The fire died. The cabin became black. The warmth of the sleeping robe, soft as heavy velvet, finally took Nathan off in sleep.
He awoke in the early hours of the morning, shoved aside the robe, and walked to the window. He scraped the frost off the glass and looked outside. The night lay cold as iron in the woods. Overhead, a white moon, round and frozen and wintry wan, glared down from a cloudless sky.
Nathan crawled back into his bed and again let the robe fall over his face.
4
Missouri River, Dakota Territory—March 6, 1859
The noise of the rising Missouri River had grown steadily louder over the last two days. The sound was now a deep, wet rumble, like a sullen monster
awakening after a long sleep.
In the winter flow of low water, the river had been full of large sandbars with the snags of trees partially buried in the stream bottom. Now the obstructions had been drowned by the swelling brown current, and the river ran nearly brim-full.
In one place on a straight mile stretch of river, a finger of land extended some two hundred feet into the current. At the extreme outer end of the projecting land a huge mass of tangled tree trunks and brush was piled against a huge cottonwood, thrown there by the river in one of its wild rampages.
DeBreen sat on the end of a log protruding from the mound of driftwood. He watched steadily upstream. The location was well suited for his need; he wanted to be as close as possible to the first rafts when they came floating down the Missouri.
The driftwood pile served a second purpose. It hid his three men, who sat on the downstream side. Speaking in low voices, they played cards with a tattered deck on a blanket. Their rifles, together with two extras, lay ready beside them.
DeBreen and his band had spent the long, cold winter trapping mink, marten, fox, and other fur-bearing animals, high in the Rocky Mountains. Heavy snow had fallen in mid-November and grew deeper day after day. By December, the men had been forced to start using snowshoes to cross the high drifts to run their trap lines. DeBreen’s catch of pelts had been one of the smallest in his sixteen years of trapping.
The frigid temperatures of the winter had proven beneficial in one important way: The animals of the mountains had grown dense, luxurious coats of fur to protect themselves from the great cold. Never had DeBreen seen pelts of such excellent quality. Those they had caught would bring a premium price in St. Joe.
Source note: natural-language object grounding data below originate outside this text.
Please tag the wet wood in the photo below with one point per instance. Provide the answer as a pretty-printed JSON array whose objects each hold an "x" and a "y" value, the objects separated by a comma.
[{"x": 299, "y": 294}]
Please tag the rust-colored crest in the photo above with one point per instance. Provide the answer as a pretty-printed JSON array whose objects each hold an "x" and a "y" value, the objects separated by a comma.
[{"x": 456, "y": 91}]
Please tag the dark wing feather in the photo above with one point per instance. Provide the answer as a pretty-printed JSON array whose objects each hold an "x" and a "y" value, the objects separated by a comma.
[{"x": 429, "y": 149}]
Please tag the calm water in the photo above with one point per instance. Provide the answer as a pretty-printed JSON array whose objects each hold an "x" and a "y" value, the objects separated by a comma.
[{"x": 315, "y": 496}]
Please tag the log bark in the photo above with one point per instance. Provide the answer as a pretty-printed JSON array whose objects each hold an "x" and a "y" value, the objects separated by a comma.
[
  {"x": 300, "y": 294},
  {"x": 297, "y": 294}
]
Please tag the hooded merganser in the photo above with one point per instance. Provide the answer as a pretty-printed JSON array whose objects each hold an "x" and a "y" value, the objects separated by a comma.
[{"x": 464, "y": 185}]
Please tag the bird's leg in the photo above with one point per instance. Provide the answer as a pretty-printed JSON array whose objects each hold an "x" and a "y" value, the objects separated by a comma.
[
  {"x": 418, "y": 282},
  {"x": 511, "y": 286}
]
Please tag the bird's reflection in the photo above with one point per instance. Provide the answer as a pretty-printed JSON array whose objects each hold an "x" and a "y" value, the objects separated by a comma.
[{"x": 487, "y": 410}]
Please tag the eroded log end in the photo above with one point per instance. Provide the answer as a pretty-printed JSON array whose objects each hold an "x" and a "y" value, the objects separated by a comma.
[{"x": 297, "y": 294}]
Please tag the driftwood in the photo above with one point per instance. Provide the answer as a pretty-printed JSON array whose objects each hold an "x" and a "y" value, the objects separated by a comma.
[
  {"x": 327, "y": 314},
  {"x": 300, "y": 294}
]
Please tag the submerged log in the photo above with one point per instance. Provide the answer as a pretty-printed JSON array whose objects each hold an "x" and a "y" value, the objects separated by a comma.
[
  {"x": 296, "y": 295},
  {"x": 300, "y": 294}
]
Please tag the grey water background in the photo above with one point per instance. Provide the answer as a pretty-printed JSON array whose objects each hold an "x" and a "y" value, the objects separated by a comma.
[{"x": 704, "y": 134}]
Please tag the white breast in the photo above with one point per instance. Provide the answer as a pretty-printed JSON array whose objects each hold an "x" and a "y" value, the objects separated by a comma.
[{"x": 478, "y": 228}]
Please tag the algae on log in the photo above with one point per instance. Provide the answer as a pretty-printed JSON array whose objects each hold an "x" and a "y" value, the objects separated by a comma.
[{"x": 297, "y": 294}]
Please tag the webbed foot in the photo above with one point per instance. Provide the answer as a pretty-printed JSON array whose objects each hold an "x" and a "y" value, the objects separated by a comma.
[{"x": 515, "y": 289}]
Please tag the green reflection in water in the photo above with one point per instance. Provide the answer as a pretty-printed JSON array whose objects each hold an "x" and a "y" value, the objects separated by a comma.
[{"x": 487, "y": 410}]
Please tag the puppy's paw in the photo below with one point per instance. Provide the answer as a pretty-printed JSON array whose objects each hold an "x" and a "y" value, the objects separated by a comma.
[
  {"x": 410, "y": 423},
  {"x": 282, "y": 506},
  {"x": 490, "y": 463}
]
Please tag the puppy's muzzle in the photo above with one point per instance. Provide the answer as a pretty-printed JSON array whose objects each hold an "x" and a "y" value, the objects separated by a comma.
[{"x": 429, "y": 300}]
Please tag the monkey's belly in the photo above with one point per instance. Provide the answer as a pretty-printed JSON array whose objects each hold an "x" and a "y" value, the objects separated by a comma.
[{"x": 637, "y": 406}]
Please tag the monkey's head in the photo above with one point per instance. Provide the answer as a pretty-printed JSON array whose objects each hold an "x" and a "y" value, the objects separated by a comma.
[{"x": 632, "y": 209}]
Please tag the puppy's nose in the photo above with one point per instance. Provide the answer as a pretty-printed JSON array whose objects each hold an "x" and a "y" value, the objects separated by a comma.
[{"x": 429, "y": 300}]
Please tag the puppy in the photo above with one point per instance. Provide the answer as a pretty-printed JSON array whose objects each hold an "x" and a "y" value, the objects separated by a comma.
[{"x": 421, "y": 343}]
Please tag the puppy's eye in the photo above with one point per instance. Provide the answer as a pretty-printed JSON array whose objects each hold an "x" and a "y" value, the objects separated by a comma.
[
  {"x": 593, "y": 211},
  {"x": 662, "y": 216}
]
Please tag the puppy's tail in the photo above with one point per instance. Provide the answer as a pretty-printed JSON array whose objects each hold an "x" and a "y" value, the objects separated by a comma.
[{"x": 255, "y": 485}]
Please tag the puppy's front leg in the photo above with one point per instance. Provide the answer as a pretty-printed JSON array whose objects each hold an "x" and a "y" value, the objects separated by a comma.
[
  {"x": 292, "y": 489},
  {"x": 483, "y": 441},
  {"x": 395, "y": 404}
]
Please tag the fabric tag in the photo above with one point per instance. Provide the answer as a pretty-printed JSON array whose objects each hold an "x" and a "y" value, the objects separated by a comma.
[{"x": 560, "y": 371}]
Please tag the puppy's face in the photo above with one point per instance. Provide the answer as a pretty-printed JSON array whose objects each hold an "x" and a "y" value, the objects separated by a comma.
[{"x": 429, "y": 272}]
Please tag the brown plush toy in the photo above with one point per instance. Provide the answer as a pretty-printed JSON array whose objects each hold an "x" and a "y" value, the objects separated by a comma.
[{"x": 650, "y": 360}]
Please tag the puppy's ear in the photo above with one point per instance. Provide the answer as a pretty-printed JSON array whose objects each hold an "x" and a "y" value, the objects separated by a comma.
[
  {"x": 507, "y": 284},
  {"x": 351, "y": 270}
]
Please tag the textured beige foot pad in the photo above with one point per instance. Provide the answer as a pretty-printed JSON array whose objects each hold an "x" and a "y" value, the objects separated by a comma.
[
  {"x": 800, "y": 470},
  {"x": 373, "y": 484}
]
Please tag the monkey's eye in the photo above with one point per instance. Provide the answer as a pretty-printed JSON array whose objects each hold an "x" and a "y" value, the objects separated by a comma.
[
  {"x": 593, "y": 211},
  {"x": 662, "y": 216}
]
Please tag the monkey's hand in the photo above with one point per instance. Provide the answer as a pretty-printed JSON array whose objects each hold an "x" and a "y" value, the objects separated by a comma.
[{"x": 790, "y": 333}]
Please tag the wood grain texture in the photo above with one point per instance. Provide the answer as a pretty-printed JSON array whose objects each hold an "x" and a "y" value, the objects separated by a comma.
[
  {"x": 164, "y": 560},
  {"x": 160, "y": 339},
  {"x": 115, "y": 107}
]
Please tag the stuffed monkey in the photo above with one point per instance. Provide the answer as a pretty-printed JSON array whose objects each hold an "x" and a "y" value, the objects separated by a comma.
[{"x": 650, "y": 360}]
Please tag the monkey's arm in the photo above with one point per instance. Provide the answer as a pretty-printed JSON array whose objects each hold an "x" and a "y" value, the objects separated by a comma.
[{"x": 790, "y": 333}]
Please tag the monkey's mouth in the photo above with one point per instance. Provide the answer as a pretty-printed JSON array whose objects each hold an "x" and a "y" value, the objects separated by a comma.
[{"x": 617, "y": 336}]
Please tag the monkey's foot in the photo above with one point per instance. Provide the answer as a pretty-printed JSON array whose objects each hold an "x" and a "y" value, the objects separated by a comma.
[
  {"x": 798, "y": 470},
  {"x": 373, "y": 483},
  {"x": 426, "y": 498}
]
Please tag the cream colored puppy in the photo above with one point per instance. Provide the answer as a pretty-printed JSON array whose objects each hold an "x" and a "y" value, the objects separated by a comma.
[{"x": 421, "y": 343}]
DeBreen felt cheated that the rich days of the beaver trade had ended just as he had gone into the mountains and begun to trap. Those were the grand days of the mountain rendezvous, when the fur buyers—bringing everything a man needed, from lead and powder to sugar and women— came to the trappers. In those times a man could earn four, five thousand dollars in a few months of trapping. Now the trap lines were twice as long, and with several species of animals to catch, the set of each trap had to be specially designed. Still, DeBreen liked his life in the mountains. With no law west of St. Joe, the rifle and knife made it possible to take what he wanted. And DeBreen was very good with both weapons.